Publié le 25/04/2013
Une amende de 100 000 € pour recel de corruption active, violation du secret professionnel et détournement de données confidentielles… Voilà la peine qui vient tout juste d’être requise, devant le tribunal correctionnel de Meaux, contre Disneyland. Il faut dire que les faits qui s’y sont déroulés entre 1999 et 2004 sont pour le moins édifiants.

Ne le dites surtout pas à vos enfants, mais Disneyland n’est pas toujours ce que l’on croit. Derrière le merveilleux et les paillettes, se cache parfois une réalité franchement moins reluisante.

C’est ainsi que, cinq années durant, les candidats à un emploi au sein du mondialement célèbre parc d’attraction ont été, à leur insu, visés par une enquête aussi approfondie qu’illégale. Deux ex-gendarmes étaient, à cet effet, missionnés par l’employeur pour vérifier que, préalablement à leur candidature, chacun des postulants n’avait jamais fait l’objet d’une procédure judiciaire.

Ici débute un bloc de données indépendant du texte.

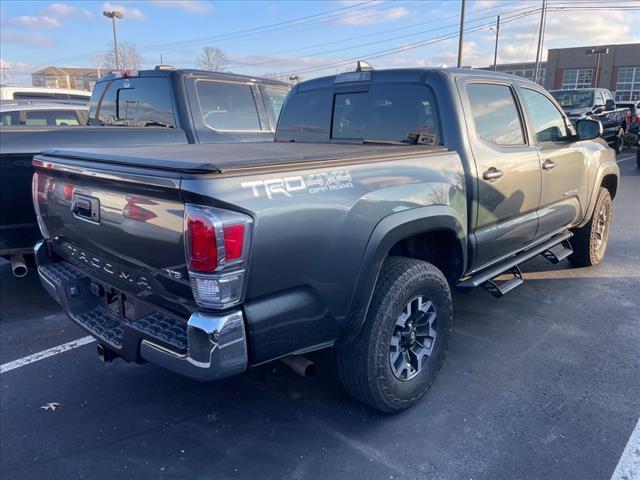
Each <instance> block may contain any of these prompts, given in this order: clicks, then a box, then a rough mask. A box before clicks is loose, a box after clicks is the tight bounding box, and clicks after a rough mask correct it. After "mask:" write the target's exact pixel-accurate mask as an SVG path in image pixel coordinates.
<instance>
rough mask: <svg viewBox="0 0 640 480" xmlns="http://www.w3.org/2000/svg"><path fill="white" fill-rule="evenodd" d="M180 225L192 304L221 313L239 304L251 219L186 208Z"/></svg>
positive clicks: (241, 299) (246, 263) (240, 216)
mask: <svg viewBox="0 0 640 480" xmlns="http://www.w3.org/2000/svg"><path fill="white" fill-rule="evenodd" d="M184 223H185V228H184V231H185V254H186V260H187V266H188V268H189V279H190V282H191V290H192V292H193V296H194V299H195V301H196V303H197V304H198V305H199V306H201V307H205V308H214V309H222V308H228V307H230V306H233V305H237V304H238V303H240V302H242V300H243V297H244V286H245V269H246V267H247V260H248V254H249V243H250V240H251V225H252V220H251V217H249V216H248V215H244V214H242V213H238V212H233V211H230V210H223V209H220V208H212V207H203V206H197V205H191V204H188V205H187V206H186V208H185V215H184Z"/></svg>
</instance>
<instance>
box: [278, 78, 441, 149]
mask: <svg viewBox="0 0 640 480" xmlns="http://www.w3.org/2000/svg"><path fill="white" fill-rule="evenodd" d="M438 125H439V122H438V114H437V110H436V105H435V102H434V99H433V95H432V93H431V89H430V88H429V87H427V86H426V85H423V84H402V85H400V84H398V83H393V84H391V83H389V84H384V83H381V84H375V83H374V84H371V85H369V86H368V88H363V89H362V90H360V91H358V89H357V88H354V89H352V90H351V91H344V90H340V89H336V90H335V91H334V89H331V88H324V89H317V90H310V91H305V92H296V93H294V94H292V95H291V96H290V98H289V99H288V101H287V102H286V104H285V105H284V108H283V111H282V114H281V118H280V122H279V124H278V132H277V136H276V141H282V142H290V141H296V142H328V141H331V140H333V141H337V142H341V141H344V142H362V141H373V142H375V141H384V142H387V141H388V142H401V143H407V144H415V143H419V144H425V145H437V144H439V143H440V132H439V126H438Z"/></svg>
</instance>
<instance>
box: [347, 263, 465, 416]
mask: <svg viewBox="0 0 640 480" xmlns="http://www.w3.org/2000/svg"><path fill="white" fill-rule="evenodd" d="M452 315H453V311H452V302H451V292H450V290H449V285H448V283H447V280H446V279H445V277H444V275H443V274H442V272H441V271H440V270H438V269H437V268H436V267H434V266H433V265H431V264H429V263H427V262H423V261H420V260H415V259H411V258H405V257H389V258H387V260H386V261H385V262H384V264H383V266H382V269H381V271H380V275H379V278H378V282H377V285H376V289H375V292H374V294H373V298H372V301H371V305H370V308H369V311H368V313H367V317H366V320H365V323H364V325H363V327H362V330H361V331H360V333H359V334H358V336H357V337H356V338H355V339H353V340H352V341H351V342H349V343H347V344H346V345H343V346H341V347H339V348H338V350H337V360H338V369H339V374H340V380H341V382H342V384H343V385H344V387H345V389H346V390H347V391H348V392H349V393H350V394H351V395H353V396H354V397H355V398H357V399H358V400H360V401H362V402H364V403H366V404H367V405H369V406H371V407H373V408H374V409H376V410H379V411H381V412H386V413H396V412H400V411H401V410H404V409H406V408H408V407H410V406H411V405H413V404H414V403H416V402H417V401H418V400H419V399H420V397H422V396H423V395H424V394H425V392H426V391H427V390H428V389H429V388H430V387H431V385H432V384H433V382H434V380H435V379H436V376H437V375H438V372H439V371H440V368H441V367H442V364H443V362H444V359H445V356H446V352H447V348H448V345H449V338H450V336H451V326H452ZM405 360H406V361H405ZM411 365H413V367H412V366H411Z"/></svg>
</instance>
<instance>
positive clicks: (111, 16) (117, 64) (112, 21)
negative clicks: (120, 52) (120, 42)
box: [102, 10, 124, 70]
mask: <svg viewBox="0 0 640 480" xmlns="http://www.w3.org/2000/svg"><path fill="white" fill-rule="evenodd" d="M102 14H103V15H104V16H105V17H107V18H110V19H111V27H112V29H113V52H114V55H115V59H116V70H120V60H119V58H118V40H117V37H116V18H122V17H124V13H122V12H120V11H118V10H105V11H104V12H102Z"/></svg>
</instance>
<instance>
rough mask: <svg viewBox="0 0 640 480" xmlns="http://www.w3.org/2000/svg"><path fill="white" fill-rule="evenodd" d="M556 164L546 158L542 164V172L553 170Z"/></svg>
mask: <svg viewBox="0 0 640 480" xmlns="http://www.w3.org/2000/svg"><path fill="white" fill-rule="evenodd" d="M555 166H556V164H555V163H554V162H553V161H551V160H549V159H548V158H547V159H546V160H545V161H544V162H543V163H542V169H543V170H553V169H554V168H555Z"/></svg>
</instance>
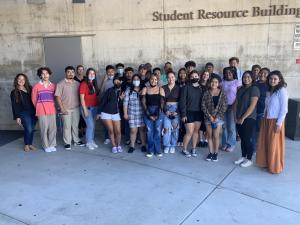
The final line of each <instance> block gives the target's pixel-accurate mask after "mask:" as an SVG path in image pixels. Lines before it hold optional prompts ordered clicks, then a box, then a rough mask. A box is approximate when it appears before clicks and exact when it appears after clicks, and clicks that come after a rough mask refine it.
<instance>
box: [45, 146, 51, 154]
mask: <svg viewBox="0 0 300 225" xmlns="http://www.w3.org/2000/svg"><path fill="white" fill-rule="evenodd" d="M44 150H45V152H47V153H49V152H52V149H51V147H49V148H45V149H44Z"/></svg>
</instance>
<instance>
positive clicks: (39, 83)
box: [31, 67, 56, 152]
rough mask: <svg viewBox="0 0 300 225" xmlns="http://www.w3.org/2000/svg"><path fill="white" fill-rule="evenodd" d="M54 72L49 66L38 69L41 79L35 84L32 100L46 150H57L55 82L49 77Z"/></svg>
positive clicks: (41, 134)
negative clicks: (37, 117)
mask: <svg viewBox="0 0 300 225" xmlns="http://www.w3.org/2000/svg"><path fill="white" fill-rule="evenodd" d="M51 74H52V72H51V70H50V69H49V68H48V67H41V68H39V69H38V70H37V75H38V76H39V77H40V79H41V80H40V81H39V82H38V83H37V84H35V85H34V87H33V89H32V94H31V100H32V103H33V105H34V107H35V111H36V114H35V115H36V116H37V117H38V121H39V127H40V132H41V139H42V146H43V149H44V150H45V152H55V151H56V148H55V146H56V109H55V102H54V92H55V84H53V83H51V82H50V80H49V78H50V75H51Z"/></svg>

Pour ce faire, ces deux détectives, d’un genre un peu particulier, ne s’encombraient pas avec les grands principes attenants au respect des libertés fondamentales. Ils s’arrangeaient, via des contacts en interne, pour consulter les fichiers officiels de la police et de la gendarmerie… et en tirer toutes les conclusions au cas où, dans un dossier donné, un précédent était détecté… Cette affaire, poussée et portée depuis plusieurs années par la section CFDT de Disney (notamment) a été enfin été plaidée. Une amende lourde (de 100 000 € pour recel de corruption active, violation du secret professionnel et détournement de données confidentielles) a été requise. L'affaire a désormais été mise en délibéré (au 27 juin).